3.2 Design philosophy and goals

Englex represents a convergence of two disciplines: natural language processing (NLP) and linguistics. Since the presuppositions, interests, and goals of linguists and NLP researchers do not necessarily coincide, Englex is by necessity a bundle of compromises.

Englex is natural language processing (NLP) tool based on generally-accepted linguistic principles and analyses of English morphology. The basic strategy in building an NLP system like Englex is two-pronged: first, ensure that all well-formed input is analyzed correctly, and second, incrementally refine the system so that it rejects ill-formed input. Both the linguist and NLP researcher would insist that the first goal be met (though even here the NLP researcher might be more forgiving). But with regard to the second goal, only the linguist would require that it be fully met in order for the description to be adequate. For the NLP researcher, as long as well-formed input is assured, it does not necessarily matter if the system "overrecognizes" (but see below).

For example, Englex will correctly recognize the comparative and superlative forms of adjectives such as big, bigger, and biggest. But it will also recognize the dubious form aliver as the comparative form of alive. In other words, Englex underspecifies the morphotactic constraints related to adjective inflection; it assumes that all adjectives can have a comparative form, which of course is not true. In practice, we assume that forms such as aliver do not occur in well-formed text; thus overrecognition does little harm.

However, overrecognition is by no means innocuous; it can result in spurious parses that seriously degrade the performance of an NLP system. For instance, consider what would happen if we relax the constraint that the comparative -er suffix only attaches to adjectives and permit it after any word. A word such as bigger would still be correctly parsed as a comparative adjective; but a word such as writer would get two parses: one where -er is correctly recognized as an agentive suffix that attaches to a verb, and another where -er is incorrectly posited as the comparative suffix. By simply encoding the constraint that the comparative suffix can only attach to adjectives, we capture the obvious and important linguistic fact that only adjective have comparative forms and at the same time reduce the number of spurious parses the system produces.
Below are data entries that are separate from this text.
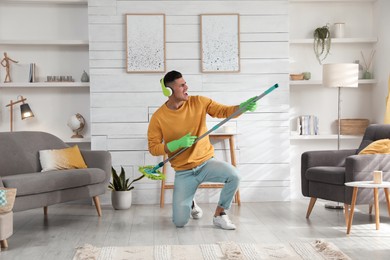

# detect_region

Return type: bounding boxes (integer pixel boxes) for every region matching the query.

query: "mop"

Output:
[138,84,279,180]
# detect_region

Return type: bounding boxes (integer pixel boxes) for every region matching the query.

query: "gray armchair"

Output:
[301,124,390,218]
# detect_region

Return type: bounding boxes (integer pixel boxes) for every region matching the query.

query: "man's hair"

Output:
[164,70,183,86]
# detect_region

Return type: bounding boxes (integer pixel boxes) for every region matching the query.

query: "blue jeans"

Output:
[172,158,240,227]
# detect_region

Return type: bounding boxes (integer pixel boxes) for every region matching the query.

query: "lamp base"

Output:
[71,134,84,138]
[325,202,344,209]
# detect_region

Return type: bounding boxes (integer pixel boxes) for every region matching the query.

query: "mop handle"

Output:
[154,84,279,169]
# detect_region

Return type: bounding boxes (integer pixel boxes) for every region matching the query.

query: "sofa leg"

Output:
[306,198,317,218]
[0,239,8,248]
[93,196,102,217]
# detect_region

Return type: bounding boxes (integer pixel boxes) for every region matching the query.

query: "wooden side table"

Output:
[160,133,241,208]
[345,181,390,235]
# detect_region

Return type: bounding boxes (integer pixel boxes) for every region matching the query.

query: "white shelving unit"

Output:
[0,0,90,140]
[0,40,89,46]
[289,0,380,198]
[290,0,378,134]
[290,79,377,87]
[0,82,89,88]
[290,134,363,141]
[290,38,378,44]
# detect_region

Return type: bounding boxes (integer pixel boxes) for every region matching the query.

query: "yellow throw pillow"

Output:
[0,187,16,214]
[359,139,390,154]
[39,145,87,172]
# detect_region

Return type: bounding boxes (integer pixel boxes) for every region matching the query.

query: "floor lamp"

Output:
[322,63,359,209]
[6,96,34,132]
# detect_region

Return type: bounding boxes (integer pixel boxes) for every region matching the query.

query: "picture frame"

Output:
[200,13,240,72]
[125,14,166,73]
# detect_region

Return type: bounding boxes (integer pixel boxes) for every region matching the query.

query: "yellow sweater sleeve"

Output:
[148,96,237,171]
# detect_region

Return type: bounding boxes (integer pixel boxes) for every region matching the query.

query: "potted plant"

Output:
[108,166,145,209]
[313,24,331,65]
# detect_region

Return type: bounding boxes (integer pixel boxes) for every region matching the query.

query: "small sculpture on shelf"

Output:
[67,113,85,138]
[360,50,375,79]
[81,70,89,82]
[313,24,331,65]
[1,52,18,83]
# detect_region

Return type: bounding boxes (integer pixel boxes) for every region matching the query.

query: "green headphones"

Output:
[160,78,173,97]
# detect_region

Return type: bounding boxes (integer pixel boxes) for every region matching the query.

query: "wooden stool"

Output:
[160,133,241,208]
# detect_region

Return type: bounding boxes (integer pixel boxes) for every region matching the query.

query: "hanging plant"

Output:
[313,24,331,65]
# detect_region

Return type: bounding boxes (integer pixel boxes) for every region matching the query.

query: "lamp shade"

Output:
[20,103,34,120]
[322,63,359,88]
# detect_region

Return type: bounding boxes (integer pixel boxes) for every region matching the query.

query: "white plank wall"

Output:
[88,0,291,204]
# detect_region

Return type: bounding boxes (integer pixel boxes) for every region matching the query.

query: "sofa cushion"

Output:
[305,166,345,185]
[0,187,16,214]
[39,145,87,172]
[359,139,390,154]
[2,168,106,196]
[0,131,68,176]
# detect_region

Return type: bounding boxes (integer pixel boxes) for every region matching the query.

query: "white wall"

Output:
[372,0,390,123]
[88,0,290,203]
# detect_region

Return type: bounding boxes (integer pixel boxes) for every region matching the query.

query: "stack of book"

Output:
[297,115,318,135]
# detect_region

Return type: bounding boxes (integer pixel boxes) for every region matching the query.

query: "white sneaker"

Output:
[213,213,236,230]
[191,200,203,219]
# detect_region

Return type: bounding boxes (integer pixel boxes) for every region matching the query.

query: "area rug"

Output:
[73,240,350,260]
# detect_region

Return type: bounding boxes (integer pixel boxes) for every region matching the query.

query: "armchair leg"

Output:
[0,239,8,248]
[306,198,317,218]
[344,203,349,227]
[93,196,102,217]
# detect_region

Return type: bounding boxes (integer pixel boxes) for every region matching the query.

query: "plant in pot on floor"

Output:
[108,166,145,209]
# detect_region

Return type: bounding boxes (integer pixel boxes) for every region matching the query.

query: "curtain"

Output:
[384,75,390,124]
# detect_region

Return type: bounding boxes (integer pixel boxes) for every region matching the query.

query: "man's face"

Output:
[172,78,188,101]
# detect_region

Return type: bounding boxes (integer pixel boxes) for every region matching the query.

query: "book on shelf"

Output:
[297,115,318,135]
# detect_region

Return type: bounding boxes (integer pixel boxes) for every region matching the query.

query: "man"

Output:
[148,71,256,230]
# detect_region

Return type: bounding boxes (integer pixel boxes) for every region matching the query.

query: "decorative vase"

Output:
[81,70,89,82]
[111,190,132,209]
[363,70,372,79]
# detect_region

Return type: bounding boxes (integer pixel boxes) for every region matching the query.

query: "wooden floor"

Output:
[0,200,390,260]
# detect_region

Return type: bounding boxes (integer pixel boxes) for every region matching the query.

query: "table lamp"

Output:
[6,96,34,132]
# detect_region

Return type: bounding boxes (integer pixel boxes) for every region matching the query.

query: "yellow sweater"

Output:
[148,96,237,171]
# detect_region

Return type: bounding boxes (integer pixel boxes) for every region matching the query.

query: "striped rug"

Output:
[73,240,350,260]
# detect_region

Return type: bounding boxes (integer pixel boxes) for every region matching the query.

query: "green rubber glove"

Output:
[240,97,257,112]
[167,133,197,152]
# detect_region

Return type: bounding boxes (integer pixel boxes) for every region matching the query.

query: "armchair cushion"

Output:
[359,139,390,154]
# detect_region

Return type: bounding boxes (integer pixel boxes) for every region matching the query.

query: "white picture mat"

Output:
[126,14,165,73]
[201,14,240,72]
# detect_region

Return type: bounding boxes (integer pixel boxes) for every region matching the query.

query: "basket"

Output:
[340,119,370,135]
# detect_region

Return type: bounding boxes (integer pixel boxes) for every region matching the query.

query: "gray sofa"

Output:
[0,132,111,216]
[301,124,390,218]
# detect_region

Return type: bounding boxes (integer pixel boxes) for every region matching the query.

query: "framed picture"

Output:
[126,14,165,73]
[200,14,240,72]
The degree to which we refine a system like Englex depends on our purpose in using the system: to characterize precisely English morphological structure (the linguist's goal) or to process natural language texts to some acceptable degree of accuracy (the NLP researcher's goal). Englex steers a middle course between these purposes, but ultimately it is up to the user to determine the behavior of the system.

In terms of its coverage of English, Englex has these goals:

To account for all major spelling rules of English.
To account for all productive morphological structure (affixes, morphotactic constraints, word class conversion, and so on). While a 20,000-entry lexicon sounds small, Englex can actually recognize many times that number of words because it analyzes productive derivational morphology. For example, the lexicon contains entries for re-, compute, -er, -ize, and -ation and can thus recognize any complex word formed from those parts.
To establish a critical mass of lexical entries that would handle a large percentage of non-technical, non-specialized English text.
To provide an interface to syntactic parsing. For each input word, Englex should return its part-of-speech and all syntactically relevant inflectional catetories (such as number and tense).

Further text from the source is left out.